No meio disto, começa a haver quem receie o pior. E o pior, segundo consta, seria um “segundo resgate”. É curioso. Os portugueses conseguiram mesmo convencer-se de que o ajustamento financeiro negociado em 2011 com a Comissão Europeia, o BCE e o FMI foi a maior calamidade que nos podia ter acontecido. Nunca quisemos compreender que foi uma ajuda. Nunca chegámos a entender que, sem o programa de ajustamento, teríamos tido uma bancarrota, em relação à qual a “austeridade” está como um resfriado para uma pneumonia. Não, o pior que nos pode acontecer não é um “novo resgate”. E portanto, há que fazer a pergunta: se não houver outro resgate? E se, quando nos faltar o dinheiro e o crédito, não houver ninguém para nos emprestar, para nos dar tempo, para confiar em nós?

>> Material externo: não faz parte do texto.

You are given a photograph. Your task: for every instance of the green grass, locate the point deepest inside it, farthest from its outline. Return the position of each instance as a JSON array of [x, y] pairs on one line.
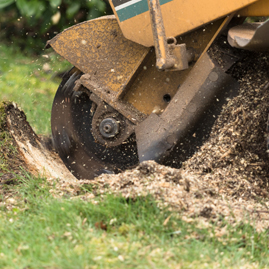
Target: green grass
[[23, 80], [40, 231]]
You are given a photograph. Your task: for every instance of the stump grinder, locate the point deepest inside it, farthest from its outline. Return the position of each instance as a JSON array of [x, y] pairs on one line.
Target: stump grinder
[[145, 76]]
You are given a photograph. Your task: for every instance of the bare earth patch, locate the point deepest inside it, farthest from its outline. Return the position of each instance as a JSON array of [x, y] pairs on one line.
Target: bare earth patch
[[227, 178]]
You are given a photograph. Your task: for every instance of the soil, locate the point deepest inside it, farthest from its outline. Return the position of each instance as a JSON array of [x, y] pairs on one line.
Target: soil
[[226, 178]]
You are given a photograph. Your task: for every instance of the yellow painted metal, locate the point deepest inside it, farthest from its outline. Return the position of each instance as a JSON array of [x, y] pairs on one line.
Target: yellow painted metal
[[179, 16], [150, 86], [260, 8], [99, 49]]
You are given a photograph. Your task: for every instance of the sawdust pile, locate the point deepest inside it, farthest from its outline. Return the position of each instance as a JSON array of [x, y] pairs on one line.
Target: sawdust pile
[[226, 178]]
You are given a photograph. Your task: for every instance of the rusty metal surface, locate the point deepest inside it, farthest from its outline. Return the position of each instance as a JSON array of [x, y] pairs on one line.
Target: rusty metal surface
[[151, 86], [103, 111], [71, 123], [179, 16], [250, 36], [157, 135], [98, 48]]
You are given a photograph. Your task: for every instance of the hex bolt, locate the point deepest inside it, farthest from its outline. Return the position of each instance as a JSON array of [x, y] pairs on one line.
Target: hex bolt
[[109, 127]]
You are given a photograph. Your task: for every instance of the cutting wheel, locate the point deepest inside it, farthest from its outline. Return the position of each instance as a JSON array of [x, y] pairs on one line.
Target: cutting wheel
[[73, 137]]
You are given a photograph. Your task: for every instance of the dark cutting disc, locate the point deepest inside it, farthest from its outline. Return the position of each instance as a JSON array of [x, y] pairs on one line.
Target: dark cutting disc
[[71, 124]]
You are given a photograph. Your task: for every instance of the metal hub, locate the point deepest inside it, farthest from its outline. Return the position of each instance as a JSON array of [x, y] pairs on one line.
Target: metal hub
[[109, 128]]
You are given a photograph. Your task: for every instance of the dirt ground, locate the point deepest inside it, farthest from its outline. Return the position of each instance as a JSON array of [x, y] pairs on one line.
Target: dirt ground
[[226, 178]]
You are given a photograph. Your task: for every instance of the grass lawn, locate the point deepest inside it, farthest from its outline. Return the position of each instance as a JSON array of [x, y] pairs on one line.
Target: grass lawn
[[38, 230], [31, 82]]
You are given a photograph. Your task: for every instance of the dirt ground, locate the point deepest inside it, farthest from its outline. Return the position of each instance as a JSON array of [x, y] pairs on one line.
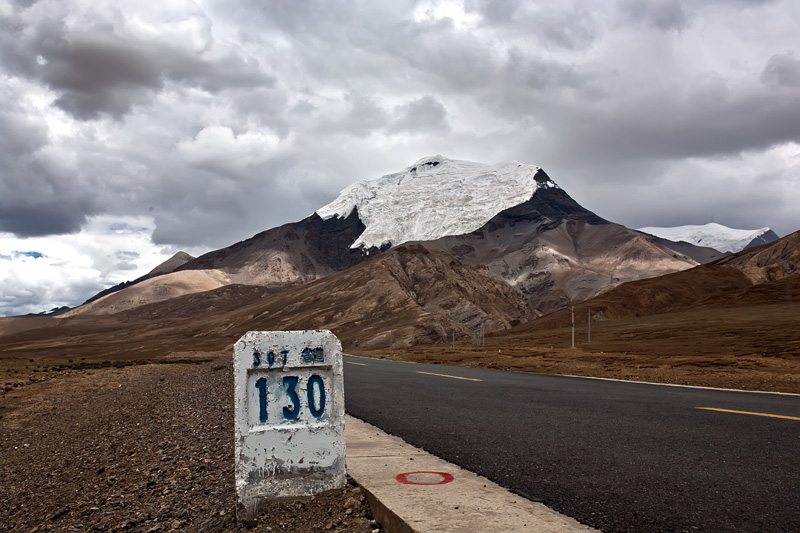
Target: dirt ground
[[144, 447]]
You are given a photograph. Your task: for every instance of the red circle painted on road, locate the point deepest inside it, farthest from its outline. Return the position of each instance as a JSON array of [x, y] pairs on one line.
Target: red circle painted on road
[[403, 478]]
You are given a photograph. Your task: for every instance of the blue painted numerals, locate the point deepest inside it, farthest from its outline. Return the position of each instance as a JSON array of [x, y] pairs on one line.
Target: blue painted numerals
[[315, 397], [290, 412], [316, 400]]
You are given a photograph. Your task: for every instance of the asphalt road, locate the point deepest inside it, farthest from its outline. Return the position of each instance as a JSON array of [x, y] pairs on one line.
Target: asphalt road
[[617, 456]]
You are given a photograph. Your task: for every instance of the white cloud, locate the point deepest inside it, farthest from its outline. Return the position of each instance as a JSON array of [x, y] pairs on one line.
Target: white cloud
[[40, 273], [216, 120]]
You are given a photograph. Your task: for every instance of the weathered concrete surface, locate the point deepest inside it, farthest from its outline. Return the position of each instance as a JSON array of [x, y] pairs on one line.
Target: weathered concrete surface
[[435, 504], [289, 404]]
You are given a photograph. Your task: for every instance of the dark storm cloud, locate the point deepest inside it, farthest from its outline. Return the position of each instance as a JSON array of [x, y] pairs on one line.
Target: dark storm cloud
[[782, 70], [423, 114], [662, 14], [101, 73], [55, 217], [275, 99]]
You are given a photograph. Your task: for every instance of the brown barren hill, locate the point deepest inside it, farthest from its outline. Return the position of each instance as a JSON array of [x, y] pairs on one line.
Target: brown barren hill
[[405, 296]]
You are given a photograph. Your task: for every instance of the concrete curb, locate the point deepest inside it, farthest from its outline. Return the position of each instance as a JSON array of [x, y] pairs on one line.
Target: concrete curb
[[410, 490]]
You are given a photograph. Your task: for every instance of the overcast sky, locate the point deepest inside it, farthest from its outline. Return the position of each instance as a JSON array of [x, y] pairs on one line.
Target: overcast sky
[[132, 130]]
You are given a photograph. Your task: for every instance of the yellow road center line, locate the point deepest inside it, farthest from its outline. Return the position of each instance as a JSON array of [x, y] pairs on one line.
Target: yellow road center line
[[749, 413], [447, 376]]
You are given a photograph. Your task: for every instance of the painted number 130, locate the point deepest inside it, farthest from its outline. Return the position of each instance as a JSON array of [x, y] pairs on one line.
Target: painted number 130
[[315, 394]]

A União Europeia de 2016 já não é a de 2011. Os políticos europeus que em 2011 fizeram aprovar a ajuda a Portugal, e que depois nos foram concedendo novas metas e novos prazos, talvez não o consigam fazer uma segunda vez. Em 2014, quando Portugal se voltou a financiar por si no mercado das obrigações, esses políticos ainda puderam  dizer aos seus eleitores que tinha valido a pena, que os portugueses haviam aproveitado a oportunidade. Mas agora? A Grécia, o ano passado, testou os limites da tolerância dos outros contribuintes europeus. Desde então, tudo piorou. O fluxo de migrantes agravou o peso do euroceptismo nos governos. O confisco da Dinamarca, a expulsão da Suécia, a privação da nacionalidade em França são sinais de que a Europa de 2010 e de 2011, que votou milhões de euros de auxílio à Grécia, à Irlanda, a Chipre, à Espanha e a Portugal, talvez já não exista. Seria da mais elementar prudência não voltar a precisar de lhe pedir dinheiro. É que nos arriscamos a descobrir que desta vez talvez ninguém se queira ingerir na nossa vida.